I drank that pot of coffee in ten minutes flat.
I'm not a handsome guy, and I didn't look my best when I first came to look at the apartment. Thin brown hair receded into a widows peak, tired brown eyes hanging over dark pits, a lined, worn face with a few days stubble to complete the package. I wasn't going to be picking up any respectable dates soon.
None of that explained why the old man kept a hawkish eye on me as he showed me the place. Well, I did laugh inadvertently when he told me the last fellow shotgunned his brains all over the kitchen sink after strangling his girl in their bed. So that may have done it.
I think he sensed something off about me from the start; that was just the clincher. It was very active that day. Chattering and giggling in the background like a Lovecraftian DVD commentary. I wandered through the dead couples apartment in a fugue, drifting through their atmosphere as the old man showed me around. Their belongings hadn't yet been claimed, and being a young couple, their obscure tastes were proudly presented.
We're individuals! They spoke to me. We're unique little snowflakes, see?
Ha! No, you go crazy and die just like everyone else; even if you read Frank Miller, sit on extra large bean bags, and collect posters for shitty horror movies made before you were born. Maybe especially. After all, I'd been palling around with my little hitchhiker buddy for as long as they'd been alive, and I'd made it that far.

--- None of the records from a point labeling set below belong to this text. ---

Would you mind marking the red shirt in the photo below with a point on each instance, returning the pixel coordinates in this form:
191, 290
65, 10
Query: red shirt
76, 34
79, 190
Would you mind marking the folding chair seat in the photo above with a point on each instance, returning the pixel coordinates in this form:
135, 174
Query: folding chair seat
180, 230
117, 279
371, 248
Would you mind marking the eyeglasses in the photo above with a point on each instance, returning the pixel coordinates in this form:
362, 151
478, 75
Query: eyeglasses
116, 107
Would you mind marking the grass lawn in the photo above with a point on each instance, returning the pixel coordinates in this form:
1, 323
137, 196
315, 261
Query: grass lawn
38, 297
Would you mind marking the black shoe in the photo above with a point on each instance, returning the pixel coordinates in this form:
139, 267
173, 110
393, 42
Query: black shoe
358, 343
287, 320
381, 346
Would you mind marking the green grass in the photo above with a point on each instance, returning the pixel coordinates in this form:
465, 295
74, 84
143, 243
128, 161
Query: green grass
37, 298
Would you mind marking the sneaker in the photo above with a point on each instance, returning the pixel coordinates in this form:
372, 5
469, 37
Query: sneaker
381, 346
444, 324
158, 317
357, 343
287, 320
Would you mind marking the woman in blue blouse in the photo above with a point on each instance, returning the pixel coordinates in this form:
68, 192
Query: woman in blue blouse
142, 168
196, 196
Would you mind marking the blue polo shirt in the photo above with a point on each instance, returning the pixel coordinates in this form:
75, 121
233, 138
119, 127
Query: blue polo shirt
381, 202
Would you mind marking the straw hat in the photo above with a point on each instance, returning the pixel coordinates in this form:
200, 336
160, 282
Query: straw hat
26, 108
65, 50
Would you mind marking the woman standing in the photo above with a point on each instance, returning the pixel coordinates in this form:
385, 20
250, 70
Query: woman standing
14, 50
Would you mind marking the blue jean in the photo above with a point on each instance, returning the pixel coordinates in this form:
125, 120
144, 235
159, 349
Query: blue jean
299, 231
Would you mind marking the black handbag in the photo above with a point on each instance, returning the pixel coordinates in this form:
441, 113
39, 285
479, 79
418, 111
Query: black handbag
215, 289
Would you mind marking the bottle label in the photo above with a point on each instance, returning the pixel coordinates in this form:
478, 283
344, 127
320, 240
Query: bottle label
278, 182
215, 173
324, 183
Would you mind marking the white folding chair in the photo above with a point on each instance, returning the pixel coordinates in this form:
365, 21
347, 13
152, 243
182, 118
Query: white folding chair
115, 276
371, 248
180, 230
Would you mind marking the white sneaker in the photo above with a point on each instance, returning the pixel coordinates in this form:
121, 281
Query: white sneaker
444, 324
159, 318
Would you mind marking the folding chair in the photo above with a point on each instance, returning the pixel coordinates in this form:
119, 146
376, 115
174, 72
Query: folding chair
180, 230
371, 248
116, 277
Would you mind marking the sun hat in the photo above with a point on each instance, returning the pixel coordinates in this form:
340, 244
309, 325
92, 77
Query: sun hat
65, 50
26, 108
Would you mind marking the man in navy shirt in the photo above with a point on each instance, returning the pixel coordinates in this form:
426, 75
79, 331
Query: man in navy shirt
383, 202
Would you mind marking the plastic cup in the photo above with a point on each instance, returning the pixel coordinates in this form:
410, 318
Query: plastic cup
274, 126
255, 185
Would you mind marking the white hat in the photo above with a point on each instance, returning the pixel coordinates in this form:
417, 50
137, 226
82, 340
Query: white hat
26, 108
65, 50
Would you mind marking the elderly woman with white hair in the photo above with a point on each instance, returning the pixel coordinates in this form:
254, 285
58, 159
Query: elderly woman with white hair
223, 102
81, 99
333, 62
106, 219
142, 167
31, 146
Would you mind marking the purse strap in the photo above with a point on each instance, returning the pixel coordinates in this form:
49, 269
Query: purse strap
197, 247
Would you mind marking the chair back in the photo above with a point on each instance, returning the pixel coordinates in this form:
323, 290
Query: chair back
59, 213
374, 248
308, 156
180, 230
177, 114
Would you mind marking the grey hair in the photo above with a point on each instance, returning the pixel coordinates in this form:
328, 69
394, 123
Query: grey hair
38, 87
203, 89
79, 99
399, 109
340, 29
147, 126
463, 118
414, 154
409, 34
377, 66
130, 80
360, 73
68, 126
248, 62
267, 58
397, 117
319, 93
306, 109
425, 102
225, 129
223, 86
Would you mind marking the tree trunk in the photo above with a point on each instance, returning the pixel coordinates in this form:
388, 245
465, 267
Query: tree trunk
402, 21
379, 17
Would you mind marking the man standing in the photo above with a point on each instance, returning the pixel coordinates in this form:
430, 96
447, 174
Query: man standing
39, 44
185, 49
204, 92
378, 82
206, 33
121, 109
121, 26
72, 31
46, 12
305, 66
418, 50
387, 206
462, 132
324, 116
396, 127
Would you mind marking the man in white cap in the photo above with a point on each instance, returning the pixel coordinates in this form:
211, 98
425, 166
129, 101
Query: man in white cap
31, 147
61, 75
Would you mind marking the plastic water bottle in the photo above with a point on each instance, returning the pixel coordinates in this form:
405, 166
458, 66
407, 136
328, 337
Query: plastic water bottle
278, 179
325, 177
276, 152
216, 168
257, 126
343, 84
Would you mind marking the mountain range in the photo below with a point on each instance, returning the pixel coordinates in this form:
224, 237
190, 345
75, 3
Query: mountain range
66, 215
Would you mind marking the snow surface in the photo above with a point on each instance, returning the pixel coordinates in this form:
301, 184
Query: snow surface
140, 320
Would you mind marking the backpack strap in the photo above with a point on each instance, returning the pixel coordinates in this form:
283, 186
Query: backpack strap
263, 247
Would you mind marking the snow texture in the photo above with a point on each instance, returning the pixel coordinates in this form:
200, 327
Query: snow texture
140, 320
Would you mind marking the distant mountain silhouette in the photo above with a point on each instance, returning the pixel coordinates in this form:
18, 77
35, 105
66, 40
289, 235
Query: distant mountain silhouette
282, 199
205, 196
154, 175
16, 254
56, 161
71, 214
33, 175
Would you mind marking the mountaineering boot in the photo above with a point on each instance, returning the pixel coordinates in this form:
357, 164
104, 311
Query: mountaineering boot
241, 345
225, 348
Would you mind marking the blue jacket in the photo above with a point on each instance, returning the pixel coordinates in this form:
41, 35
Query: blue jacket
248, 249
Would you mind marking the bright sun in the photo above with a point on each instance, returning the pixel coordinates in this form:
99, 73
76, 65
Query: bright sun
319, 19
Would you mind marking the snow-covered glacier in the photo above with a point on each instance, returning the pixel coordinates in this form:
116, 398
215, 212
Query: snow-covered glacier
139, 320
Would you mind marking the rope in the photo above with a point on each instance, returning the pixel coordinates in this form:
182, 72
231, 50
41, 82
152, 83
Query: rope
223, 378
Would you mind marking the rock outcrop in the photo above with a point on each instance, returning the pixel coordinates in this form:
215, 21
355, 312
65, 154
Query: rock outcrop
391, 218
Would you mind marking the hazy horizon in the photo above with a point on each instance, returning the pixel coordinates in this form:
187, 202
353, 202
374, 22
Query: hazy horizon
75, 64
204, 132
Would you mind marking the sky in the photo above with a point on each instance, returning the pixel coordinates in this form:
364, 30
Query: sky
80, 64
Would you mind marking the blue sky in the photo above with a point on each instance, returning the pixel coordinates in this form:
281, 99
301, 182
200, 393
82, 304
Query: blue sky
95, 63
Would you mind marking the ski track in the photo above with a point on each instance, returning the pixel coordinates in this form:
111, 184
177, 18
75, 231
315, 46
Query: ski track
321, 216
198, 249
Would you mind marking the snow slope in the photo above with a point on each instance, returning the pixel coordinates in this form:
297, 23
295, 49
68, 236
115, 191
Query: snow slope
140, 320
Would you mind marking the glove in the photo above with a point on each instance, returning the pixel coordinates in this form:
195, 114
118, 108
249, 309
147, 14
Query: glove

I understood why the kid chose the sink. Above it was a large window overlooking Lake Maria, Judgewood's centerpiece and main source of tourism. She was wide and clear beneath a wonderfully clouded April sky, and I'd fallen in love with her before I'd set foot in the apartment. She seemed to lance the tension and despair from my infected head with every second I rested my eyes on her.
"I'll take it."
The old man hunched his shoulders, as if expecting a blow. I stifled another laugh. His back had been turned to me as he showed me the pantry connected to the kitchen, so I'd picked a good time.
"We haven't even discussed rent." Mistrustful eyes searched me over.

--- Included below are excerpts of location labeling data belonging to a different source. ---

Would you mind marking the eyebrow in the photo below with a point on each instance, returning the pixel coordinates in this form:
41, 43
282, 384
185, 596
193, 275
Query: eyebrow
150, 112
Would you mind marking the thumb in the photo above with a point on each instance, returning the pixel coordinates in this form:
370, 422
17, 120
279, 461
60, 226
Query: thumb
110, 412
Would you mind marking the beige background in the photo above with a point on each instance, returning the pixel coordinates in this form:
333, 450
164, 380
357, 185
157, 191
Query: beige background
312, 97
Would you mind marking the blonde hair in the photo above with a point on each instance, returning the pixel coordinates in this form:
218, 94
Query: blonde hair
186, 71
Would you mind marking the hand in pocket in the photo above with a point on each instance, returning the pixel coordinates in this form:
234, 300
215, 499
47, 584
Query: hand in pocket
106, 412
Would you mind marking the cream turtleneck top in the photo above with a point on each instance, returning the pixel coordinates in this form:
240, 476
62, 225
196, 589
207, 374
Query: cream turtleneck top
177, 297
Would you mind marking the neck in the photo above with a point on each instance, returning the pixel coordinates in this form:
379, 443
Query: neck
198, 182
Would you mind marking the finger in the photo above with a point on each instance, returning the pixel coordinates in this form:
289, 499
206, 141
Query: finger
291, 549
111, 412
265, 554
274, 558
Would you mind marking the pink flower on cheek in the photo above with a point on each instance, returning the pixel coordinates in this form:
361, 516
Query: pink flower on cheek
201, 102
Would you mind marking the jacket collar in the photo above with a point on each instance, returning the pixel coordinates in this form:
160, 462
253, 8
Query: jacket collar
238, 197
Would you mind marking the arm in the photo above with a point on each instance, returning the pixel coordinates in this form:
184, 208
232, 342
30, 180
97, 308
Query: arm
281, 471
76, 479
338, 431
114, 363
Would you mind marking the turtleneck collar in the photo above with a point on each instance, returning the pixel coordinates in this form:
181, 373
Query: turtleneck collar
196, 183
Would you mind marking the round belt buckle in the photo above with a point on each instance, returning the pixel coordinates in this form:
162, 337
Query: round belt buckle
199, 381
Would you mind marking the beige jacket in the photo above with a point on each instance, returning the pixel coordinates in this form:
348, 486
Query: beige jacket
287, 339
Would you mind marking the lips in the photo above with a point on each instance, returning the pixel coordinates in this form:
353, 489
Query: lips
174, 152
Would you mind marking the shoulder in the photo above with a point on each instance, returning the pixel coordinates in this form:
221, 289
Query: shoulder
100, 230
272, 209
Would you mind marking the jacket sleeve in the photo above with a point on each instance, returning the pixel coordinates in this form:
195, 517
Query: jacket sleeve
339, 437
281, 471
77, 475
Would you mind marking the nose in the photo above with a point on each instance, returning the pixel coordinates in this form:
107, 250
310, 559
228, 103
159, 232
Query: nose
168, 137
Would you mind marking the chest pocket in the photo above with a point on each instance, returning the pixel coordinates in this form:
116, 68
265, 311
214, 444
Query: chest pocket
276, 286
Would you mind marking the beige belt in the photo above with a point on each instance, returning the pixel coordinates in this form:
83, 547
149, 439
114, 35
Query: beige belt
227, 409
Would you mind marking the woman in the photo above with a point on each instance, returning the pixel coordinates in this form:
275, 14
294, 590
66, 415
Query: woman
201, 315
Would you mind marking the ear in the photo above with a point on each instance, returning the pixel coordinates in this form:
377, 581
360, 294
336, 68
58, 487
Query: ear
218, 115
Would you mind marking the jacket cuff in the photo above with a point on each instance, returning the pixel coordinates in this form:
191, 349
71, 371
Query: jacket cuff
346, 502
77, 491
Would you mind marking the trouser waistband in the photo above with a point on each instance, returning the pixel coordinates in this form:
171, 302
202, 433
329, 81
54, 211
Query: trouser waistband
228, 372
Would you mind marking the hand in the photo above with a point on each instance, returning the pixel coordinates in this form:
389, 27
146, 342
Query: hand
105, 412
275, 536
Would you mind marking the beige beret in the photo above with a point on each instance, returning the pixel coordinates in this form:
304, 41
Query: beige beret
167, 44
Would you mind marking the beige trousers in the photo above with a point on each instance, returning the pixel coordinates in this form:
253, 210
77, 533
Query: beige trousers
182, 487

"I doubt you're asking much, what with the little drama that played out here." And if you are, I don't care, I kept to myself. "Let's sign some papers."

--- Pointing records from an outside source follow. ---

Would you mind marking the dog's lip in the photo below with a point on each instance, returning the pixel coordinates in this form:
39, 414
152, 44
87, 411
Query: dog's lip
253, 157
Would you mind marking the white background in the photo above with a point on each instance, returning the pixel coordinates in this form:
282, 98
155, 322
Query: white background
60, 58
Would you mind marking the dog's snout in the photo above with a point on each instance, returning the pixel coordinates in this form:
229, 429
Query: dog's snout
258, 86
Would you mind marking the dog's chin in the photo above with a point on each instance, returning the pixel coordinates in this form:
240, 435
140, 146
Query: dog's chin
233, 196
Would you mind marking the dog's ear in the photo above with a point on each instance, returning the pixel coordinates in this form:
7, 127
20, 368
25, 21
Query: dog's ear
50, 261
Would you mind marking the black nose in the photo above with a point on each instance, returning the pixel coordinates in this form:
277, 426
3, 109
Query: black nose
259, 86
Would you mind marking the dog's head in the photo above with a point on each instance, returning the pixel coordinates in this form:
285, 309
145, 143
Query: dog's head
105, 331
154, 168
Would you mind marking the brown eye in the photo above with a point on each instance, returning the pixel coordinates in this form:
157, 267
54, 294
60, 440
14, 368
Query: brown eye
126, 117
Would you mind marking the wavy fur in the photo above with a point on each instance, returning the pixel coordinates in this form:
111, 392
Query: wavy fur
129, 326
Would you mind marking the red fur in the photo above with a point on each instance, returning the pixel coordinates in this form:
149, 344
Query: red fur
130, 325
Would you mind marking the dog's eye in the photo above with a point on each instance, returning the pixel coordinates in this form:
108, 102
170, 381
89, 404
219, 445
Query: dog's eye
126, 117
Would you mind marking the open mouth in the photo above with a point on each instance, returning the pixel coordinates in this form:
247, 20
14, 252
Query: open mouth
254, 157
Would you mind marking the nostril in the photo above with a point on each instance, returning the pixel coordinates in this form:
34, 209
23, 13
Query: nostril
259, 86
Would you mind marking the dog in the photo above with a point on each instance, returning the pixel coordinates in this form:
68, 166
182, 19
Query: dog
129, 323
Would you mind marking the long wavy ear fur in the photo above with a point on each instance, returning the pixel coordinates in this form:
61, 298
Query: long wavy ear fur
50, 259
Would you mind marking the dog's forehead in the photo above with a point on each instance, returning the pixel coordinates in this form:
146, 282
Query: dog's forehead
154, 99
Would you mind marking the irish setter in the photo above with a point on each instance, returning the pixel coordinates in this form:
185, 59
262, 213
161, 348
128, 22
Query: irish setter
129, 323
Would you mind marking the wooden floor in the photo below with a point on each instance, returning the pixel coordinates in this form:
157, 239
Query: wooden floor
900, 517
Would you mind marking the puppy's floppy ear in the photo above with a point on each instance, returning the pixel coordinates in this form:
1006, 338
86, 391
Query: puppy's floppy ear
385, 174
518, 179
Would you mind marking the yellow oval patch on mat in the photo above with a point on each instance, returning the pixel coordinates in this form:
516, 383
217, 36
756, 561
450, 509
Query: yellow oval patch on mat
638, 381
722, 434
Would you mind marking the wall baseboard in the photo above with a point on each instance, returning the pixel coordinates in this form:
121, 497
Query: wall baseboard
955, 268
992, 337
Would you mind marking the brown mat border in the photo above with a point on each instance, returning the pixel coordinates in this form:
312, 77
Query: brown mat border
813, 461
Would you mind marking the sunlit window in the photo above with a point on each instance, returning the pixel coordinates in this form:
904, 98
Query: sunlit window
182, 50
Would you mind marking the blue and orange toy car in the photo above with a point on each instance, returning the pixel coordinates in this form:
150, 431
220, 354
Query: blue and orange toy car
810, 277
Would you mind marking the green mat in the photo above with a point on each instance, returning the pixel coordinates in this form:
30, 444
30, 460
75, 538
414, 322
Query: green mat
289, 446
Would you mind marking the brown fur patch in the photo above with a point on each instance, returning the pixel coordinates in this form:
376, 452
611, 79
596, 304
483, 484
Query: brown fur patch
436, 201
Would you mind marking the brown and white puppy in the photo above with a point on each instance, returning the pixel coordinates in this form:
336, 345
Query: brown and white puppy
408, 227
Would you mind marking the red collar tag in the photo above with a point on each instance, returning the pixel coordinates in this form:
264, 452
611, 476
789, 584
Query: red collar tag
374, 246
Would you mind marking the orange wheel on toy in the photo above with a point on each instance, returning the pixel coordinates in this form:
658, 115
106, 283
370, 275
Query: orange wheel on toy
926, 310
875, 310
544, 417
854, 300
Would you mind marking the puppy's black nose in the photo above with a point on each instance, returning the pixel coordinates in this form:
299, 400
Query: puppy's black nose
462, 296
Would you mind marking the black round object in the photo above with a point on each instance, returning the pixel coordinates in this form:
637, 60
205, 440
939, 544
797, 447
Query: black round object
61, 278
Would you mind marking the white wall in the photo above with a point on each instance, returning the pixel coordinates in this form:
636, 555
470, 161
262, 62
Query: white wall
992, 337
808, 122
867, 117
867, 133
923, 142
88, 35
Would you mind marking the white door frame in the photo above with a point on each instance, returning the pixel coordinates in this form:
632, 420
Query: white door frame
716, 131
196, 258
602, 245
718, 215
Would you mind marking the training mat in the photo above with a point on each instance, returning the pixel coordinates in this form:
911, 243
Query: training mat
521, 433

"It's one-thousand a month, plus utilities. I take care of the trash and the driveway." He eyeballed me.
I remained placid.
"Their stuff won't be gone till next week." He continued.
"Whatever. Can we do this thing?"
As we signed our Hancocks, I noticed how feminine and graceful the old mans hands were. It mused on breaking them, one knuckle at a time.
"Shut up."
"Excuse me?" The old man asked, surprise and fear darting across his face in equal measure.
Woops. "Nothing, my apologies. I believe we're done here."
The old man was glad to hear that, happily showing me out the door and down the stairs. Must be pretty desperate if he's willing to rent to me.
I had no idea how much power it was beginning to exert.